おすすめの順番としては「財務」→「経済」→「証券分析」となる。
証券分析は内容も結構難しく、ボリュームもあるのでいきなり証券分析から始めると心が折られてしまうかもしれない。
財務は暗記問題が多くとっつきやすいうえ、会計の基本も学べるので証券分析を学ぶ前の土台作りにもなる。

また、以前証券外務員一種の勉強方法でも解説したが、勉強の手順としてはまずは問題集から始めよう。実際の問題がどのようなものなのか実感しながら勉強できるし、解説もしっかりとされているので結局テキストを読むよりも問題を解いたほうが効率がいい。

実は、僕は最初証券アナリストのテキストを一回読んでから問題集を解こうとしたのだが、これが非常に効率が悪かった。
テキストを読んだ後に問題を解こうとしても、全然解けなかったからだ。

まずは問題集から始める。そして、わからないところをテキストで補うという形ですすめていくことをおすすめする。これは全科目共通の勉強方法となる。

world-journal.hatenablog.com

最低限知っておくべき知識「現在価値」

証券アナリスト試験で必ず抑えなくてはいけない知識が現在価値である。
財務分析と証券分析ではこの現在価値の概念が何度も出てくるからだ。
現在価値とは、たとえば1年後の100万円は、現在いくらの価値があるかという考え方である。

もう少しわかりやすく話そう。
金利が年10%で、現在手元に100万円あるとする。
金利10%ということは、この100万円は1年後には110万円に増えるということになる。逆にいえば、1年後の110万円の現在の価値は100万円ということになる。

これを計算式にすると以下のようになる。
110万円÷1.1(1+金利10%)=100万円

参考になる記事を見つけたのでよければどうぞ。

ファイナンス基礎理論 第7回「現在価値とは」 - 板倉雄一郎事務所


この現在価値の考え方は非常に重要なので必ず覚えておくこと。

「財務分析」の勉強方法

 では「財務分析」の勉強方法から。
財務分析は暗記問題が多いから余裕と思っていると間違いなく試験で痛い目にあうから注意が必要だ。慣れていないと最後の計算問題でかなり時間がとられてしまい、タイムオーバーとなってしまう。

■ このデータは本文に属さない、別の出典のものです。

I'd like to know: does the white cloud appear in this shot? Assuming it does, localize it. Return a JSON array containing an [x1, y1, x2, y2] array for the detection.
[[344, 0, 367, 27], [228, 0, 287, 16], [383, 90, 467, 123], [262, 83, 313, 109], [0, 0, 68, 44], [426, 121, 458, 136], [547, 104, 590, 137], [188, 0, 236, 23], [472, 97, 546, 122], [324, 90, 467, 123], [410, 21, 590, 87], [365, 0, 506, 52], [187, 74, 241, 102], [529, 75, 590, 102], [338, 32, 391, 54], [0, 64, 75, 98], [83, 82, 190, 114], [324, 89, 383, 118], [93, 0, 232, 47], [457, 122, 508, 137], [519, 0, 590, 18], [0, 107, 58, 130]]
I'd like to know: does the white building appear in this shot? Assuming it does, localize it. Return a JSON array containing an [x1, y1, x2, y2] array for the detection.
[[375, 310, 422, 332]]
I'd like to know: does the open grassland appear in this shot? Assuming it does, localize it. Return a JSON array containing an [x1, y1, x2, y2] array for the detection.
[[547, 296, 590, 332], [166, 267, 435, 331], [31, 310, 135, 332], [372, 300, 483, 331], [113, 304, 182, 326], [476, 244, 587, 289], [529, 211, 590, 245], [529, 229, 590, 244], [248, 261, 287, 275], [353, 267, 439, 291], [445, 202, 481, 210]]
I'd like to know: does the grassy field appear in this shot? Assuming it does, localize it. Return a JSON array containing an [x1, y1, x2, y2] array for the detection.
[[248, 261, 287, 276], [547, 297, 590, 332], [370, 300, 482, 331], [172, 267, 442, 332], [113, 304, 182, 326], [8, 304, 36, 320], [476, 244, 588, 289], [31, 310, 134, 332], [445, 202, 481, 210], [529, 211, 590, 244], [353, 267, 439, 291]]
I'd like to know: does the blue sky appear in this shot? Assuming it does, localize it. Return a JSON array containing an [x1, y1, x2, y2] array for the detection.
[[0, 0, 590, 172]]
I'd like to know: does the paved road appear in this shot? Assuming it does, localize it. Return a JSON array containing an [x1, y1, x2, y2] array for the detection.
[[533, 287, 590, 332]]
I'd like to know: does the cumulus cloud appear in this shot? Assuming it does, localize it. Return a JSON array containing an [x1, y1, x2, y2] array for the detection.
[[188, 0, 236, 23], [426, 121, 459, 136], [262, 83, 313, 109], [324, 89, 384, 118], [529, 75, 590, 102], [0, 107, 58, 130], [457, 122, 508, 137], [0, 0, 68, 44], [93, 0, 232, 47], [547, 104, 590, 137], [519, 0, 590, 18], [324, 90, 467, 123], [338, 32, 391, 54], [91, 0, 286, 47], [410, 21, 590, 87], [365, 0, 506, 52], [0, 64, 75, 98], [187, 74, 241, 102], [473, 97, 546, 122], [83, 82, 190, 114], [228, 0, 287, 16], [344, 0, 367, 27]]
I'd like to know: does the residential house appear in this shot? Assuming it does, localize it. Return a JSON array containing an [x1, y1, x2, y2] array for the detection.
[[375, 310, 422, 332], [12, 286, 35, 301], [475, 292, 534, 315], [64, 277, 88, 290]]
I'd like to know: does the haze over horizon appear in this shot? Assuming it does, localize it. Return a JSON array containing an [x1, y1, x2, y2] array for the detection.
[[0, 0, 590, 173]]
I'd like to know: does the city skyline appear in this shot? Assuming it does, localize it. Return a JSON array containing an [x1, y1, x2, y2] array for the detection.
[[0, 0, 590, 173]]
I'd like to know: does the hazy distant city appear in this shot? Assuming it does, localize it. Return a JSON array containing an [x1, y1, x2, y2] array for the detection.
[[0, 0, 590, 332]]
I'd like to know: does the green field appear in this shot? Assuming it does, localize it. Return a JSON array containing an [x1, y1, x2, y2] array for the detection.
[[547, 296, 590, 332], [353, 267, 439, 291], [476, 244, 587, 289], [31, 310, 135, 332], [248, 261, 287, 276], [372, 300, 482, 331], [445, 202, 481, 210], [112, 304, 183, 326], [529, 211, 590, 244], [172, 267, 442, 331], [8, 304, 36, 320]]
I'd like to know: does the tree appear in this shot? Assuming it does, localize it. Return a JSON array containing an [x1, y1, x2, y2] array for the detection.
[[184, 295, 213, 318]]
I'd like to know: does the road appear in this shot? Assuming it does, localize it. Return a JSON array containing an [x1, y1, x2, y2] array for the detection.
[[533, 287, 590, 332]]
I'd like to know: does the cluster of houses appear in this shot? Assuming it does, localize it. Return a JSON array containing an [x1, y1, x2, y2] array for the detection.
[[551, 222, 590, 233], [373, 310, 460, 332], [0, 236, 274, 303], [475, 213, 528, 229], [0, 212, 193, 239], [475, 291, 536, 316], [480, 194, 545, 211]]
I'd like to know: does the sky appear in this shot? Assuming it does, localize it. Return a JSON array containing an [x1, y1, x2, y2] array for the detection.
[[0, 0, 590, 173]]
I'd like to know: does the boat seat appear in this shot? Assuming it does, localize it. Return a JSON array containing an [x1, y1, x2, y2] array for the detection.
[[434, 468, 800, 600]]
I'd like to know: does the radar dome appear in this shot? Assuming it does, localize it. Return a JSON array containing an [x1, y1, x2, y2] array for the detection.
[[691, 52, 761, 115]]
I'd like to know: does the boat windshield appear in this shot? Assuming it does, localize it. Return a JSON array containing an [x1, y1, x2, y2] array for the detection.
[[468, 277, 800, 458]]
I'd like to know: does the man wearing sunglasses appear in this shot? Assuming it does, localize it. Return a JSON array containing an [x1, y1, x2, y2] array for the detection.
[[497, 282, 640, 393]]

基本的には問題集を繰り返す解くだけで問題ない。特に、最後の財務諸表分析は繰り返し勉強すること。この財務諸表分析が財務の半分を占めると言っても過言ではない。
過去問をいくつか解けば気付くと思うが、財務諸表分析は毎回問題こそ違えど、聞かれることは同じである。
ROE分解をし、収益構造を分析し、経営効率を分析し、安全性を分析する。
基本的にこの流れであり、計算しなくてはいけないことも同じである。
そのため、公式さえ覚えれば間違いなく解ける。
配点も非常に高いため、これが解けるか解けないかで合否が決まるといってもいい。財務諸表分析は何度も解いて公式を頭にたたきこむことをおすすめする。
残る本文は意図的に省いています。